PubNub incident

Potential for some missed messages for subscribers in IAD

Major Resolved View vendor source →

PubNub experienced a major incident on October 17, 2025 affecting Publish/Subscribe Service and North America Points of Presence, lasting 1h 23m. The incident has been resolved; the full update timeline is below.

Started
Oct 17, 2025, 06:42 AM UTC
Resolved
Oct 17, 2025, 08:06 AM UTC
Duration
1h 23m
Detected by Pingoru
Oct 17, 2025, 06:42 AM UTC

Affected components

Publish/Subscribe ServiceNorth America Points of Presence

Update timeline

  1. investigating Oct 17, 2025, 06:42 AM UTC

    We are currently investigating an incident that could lead to some missed messages by subscribers in the IAD region.

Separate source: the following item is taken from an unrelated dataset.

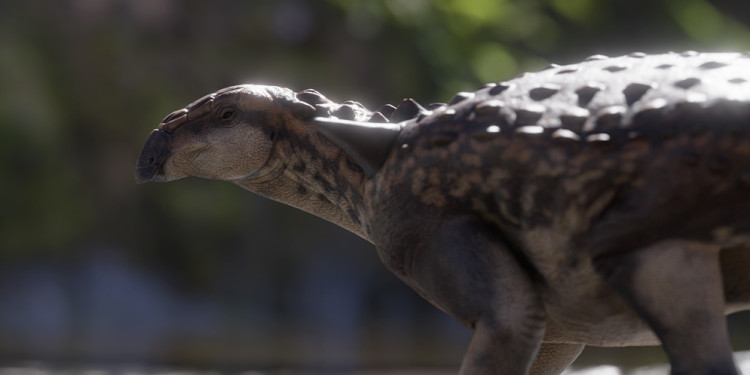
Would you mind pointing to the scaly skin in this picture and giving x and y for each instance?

All messages are being received and persisted, and can be retrieved from the Storage service. This incident started around 22:07 UTC (03:07 PDT) on 16th Oct 2025. We suspect a moderate impact. Please report any impact related to this incident to [email protected] with any details that you can provide.

  2. identified Oct 17, 2025, 06:48 AM UTC

    The issue has been identified and a fix is being implemented.

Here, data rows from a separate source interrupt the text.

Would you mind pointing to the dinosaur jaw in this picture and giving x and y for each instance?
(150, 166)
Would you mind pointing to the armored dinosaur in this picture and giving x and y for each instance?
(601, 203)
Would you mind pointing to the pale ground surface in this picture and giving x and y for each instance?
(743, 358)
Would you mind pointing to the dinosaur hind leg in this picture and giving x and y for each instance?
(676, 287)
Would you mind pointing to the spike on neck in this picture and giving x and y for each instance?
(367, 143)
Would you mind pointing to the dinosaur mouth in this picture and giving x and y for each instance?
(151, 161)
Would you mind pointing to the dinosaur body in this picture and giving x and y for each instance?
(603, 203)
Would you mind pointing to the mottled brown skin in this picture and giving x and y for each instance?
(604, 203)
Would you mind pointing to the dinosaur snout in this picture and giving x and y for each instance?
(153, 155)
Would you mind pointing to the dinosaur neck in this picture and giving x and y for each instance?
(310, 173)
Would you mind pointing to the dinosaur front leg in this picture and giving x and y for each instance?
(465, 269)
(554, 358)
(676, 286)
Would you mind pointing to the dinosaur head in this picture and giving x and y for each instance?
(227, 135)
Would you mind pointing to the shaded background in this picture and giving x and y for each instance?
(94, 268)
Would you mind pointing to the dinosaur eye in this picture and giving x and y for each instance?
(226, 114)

  3. monitoring Oct 17, 2025, 07:08 AM UTC

    A fix has been implemented and we are monitoring the results.

  4. resolved Oct 17, 2025, 08:06 AM UTC

    There have been no further issues for the past 45 minutes. We are resolving this issue, and we will follow up with a post-mortem soon.

  5. postmortem Oct 22, 2025, 10:20 PM UTC

    ### **Problem Description, Impact, and Resolution** On October 17, 2025 at 04:51 UTC, some customers may have experienced elevated latency and error rates with the Pub/Sub service in the IAD region \(US-East\). Our engineering teams began immediate investigation and identified a spike in errors related to a recent update to the Pub/Sub service. We began formal incident response and initiated rollback of the service deployment shortly thereafter. The issue was fully resolved by 06:50 UTC, and rollback across all regions was completed by 08:00 UTC. The issue occurred because a misconfiguration in the release caused incorrect behavior in the channel cleanup logic. Additionally, our alerting configuration did not include coverage for the synthetic test failures that would have surfaced this issue sooner, delaying detection. ### **Mitigation Steps and Recommended Future Preventative Measures** To prevent a similar issue from occurring in the future, our engineering teams have written a simpler and more reliable replacement for the faulty logic. That code is currently undergoing rigorous testing before being reintroduced in a future release. We are also addressing the lack of proper alerting that contributed to a delayed response. Synthetic tests have been reviewed, and appropriate alerting will be implemented to ensure similar regressions are detected earlier. In parallel, we are updating our development and testing processes to catch such issues before code reaches production. Lastly, we are conducting a refresher training on our incident response process to ensure faster execution and coordination in the future.